Redundâncias, pleonasmos, tautologias – “Não é loucura, nem insanidade”. Isso é mais ou menos como dizer “não é abacaxi, nem ananás”. O leitor fica com a nítida sensação de que o poeta está só enchendo linguiça.
Uso de maiúsculas – houve só um caso até agora (que me lembre – tou fazendo isso aqui meio de memória), mas não custa avisar. Tem gente que gosta de enfatizar uma palavra qualquer do texto com maiúsculas. Acho que é um recurso meio preguiçoso: um poeta deve ser capaz de dar a ênfase desejada usando apenas o texto, sem recorrer a maiúsculas, negrito, itálico (que deve ser usado em casos específicos, como termos em língua estrangeira, por exemplo) e, acima de tudo, letrinhas coloridinhas.

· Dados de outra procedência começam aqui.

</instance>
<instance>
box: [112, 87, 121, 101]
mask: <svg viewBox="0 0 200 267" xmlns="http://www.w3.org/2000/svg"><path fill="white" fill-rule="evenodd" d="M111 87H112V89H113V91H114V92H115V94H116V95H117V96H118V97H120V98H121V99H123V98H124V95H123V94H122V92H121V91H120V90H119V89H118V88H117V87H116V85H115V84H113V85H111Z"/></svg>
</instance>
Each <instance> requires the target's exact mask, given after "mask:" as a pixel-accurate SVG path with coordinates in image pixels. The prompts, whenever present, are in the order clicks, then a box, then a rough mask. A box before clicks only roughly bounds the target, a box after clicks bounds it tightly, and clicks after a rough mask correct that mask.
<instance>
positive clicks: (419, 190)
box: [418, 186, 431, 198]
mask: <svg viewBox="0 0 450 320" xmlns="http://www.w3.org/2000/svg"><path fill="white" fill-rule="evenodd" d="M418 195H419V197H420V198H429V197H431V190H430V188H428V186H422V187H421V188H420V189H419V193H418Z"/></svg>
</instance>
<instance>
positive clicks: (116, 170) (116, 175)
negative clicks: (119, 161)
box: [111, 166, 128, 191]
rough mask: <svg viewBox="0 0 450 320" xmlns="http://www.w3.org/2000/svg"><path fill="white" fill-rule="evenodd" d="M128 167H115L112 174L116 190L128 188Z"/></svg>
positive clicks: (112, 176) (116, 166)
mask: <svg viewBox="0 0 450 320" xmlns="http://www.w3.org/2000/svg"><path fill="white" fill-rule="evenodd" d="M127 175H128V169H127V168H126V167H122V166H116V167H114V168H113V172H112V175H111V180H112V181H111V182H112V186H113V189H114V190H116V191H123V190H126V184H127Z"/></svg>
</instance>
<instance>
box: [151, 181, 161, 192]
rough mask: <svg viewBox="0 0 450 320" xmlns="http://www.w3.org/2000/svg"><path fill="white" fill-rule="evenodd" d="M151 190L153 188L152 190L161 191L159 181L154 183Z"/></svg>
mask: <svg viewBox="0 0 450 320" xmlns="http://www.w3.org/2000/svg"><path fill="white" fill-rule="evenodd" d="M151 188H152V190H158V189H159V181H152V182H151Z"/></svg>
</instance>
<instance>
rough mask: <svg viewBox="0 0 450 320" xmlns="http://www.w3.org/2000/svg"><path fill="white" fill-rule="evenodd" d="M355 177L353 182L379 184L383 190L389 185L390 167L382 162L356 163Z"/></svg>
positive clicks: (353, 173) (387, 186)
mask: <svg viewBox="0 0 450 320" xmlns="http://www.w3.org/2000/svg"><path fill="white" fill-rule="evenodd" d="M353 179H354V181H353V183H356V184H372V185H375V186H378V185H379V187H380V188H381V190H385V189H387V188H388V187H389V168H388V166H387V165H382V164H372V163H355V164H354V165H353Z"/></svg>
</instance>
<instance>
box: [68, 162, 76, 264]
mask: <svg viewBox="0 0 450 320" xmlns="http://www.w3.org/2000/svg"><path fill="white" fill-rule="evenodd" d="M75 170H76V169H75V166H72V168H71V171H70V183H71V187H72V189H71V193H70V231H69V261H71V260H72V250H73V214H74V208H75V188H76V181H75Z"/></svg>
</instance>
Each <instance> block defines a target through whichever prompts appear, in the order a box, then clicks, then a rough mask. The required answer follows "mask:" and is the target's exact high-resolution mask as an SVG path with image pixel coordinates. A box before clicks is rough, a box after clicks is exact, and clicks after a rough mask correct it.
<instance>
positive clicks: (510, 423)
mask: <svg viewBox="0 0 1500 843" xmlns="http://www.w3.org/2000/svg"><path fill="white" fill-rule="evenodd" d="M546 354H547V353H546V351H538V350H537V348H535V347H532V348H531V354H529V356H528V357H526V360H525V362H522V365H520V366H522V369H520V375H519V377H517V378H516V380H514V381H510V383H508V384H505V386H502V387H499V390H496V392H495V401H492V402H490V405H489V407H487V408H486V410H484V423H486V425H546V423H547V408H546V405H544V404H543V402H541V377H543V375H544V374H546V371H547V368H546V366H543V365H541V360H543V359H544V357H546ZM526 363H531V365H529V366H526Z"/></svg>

Repetição – Repetição é algo que se deve evitar, ou usar com grande parcimônia. Costuma cansar o leitor. Há exceções? Há. João Cabral de Melo Neto, por exemplo, usou esse recurso em alguns poemas. Mas era João Cabral de Melo Neto e ele podia.
Cacófonos – “A chuva bate, gela”. Hem? Que tem a tigela? Esse tipo de coisa desvia a atenção da leitura: fica difícil entrar no clima pretendido pelo autor quando nos vemos dando risinhos involuntários.
Pontuação “esquisita” – Moçada, fujam das reticências. Também resistam à tentação de usar “??”, “!?” e outras combinações de sinais: é mais ou menos como no caso das maiúsculas – o poeta deve ser capaz de usar apenas o texto para dar a ênfase que deseja.
Verborragia, logorréia e outros sinônimos de som igualmente feio – Diversos dos textos acabaram piores do que (ou não tão bons quanto) poderiam ser porque tanto se estenderam que a ideia central acabou diluída. Se você puder dizer em 20 versos o que está dito em 200, por que não cortar uma boa parte do texto? Ou, por outra, por que se dar ao trabalho de esticar até o ponto de ruptura algo que pode já estar bom? Lembra da anedota sobre Michelangelo e como esculpia (“tiro do mármore tudo aquilo que não se parece com Davi”)? Às vezes pode ser uma boa tirar do seu texto tudo aquilo que não se parecer com um poema. Ou que não seja absolutamente necessário para o poema.
IV - CONCLUINDO:
Acho que deu pra entender, né?
Seja original:
nas ideias – se te ocorre uma solução óbvia para a Provocação, é provável que ela também seja óbvia para os demais;
nas palavras – evite lugares comuns, chavões e clichês;
nas rimas – evite rimas pobres em excesso (na dúvida, evite rimas).
Não descuide do português:
a língua é a sua ferramenta de trabalho e deve ser tratada com o devido respeito. Se perceber que não sabe uma coisa, estude. Se for usar a segunda pessoa e não estiver acostumado a ela, pergunte-se, antes, se precisa ser mesmo na segunda pessoa. Se precisar, não custa nada consultar alguma fonte confiável para ver se não está cometendo algum erro.
Tenha cuidado especial com ritmo:
É isso, afinal, que distingue um poema de um texto em prosa. Se não sabe bem o que os jurados querem dizer com ritmo, arrume um tempinho para ler – em voz alta! – uma boa quantidade de poemas de autores consagrados.
Finalmente, se der, termine seu poema uns dias antes do fim do prazo e deixe descansar. Antes de enviar, leia em voz alta e como se não fosse seu. Você provavelmente vai perceber sozinho diversos dos problemas de que falei acima, se houver.
6 comentários:
Ichi..
Ouvirumdum, Hino à Bandeira, Cisne Branco, Hino da Independência: dançaram!
Meus parabéns. Gostei muito do que foi colocado para a apreciação de quem escreve...eu vou tirar proveito da lição.
Perfeito:
aula do Allan.
Análise minuciosa dos trabalhos e dos resultados e justificativa bem dada para a avaliação. Mto legal.
Não, GGG! tem mta rima no ouvirundum.
retumbante/instante
forte/morte
profundo/mundo
estrelado/passado
mil/gentil
Uma ou outra pobre não faz mossa...
Gostei muito de ler este texto, mas estou completamente perdida em coisas básicas .Não sei o dia exato da publicação da segunda provocação e não quero roer a corda.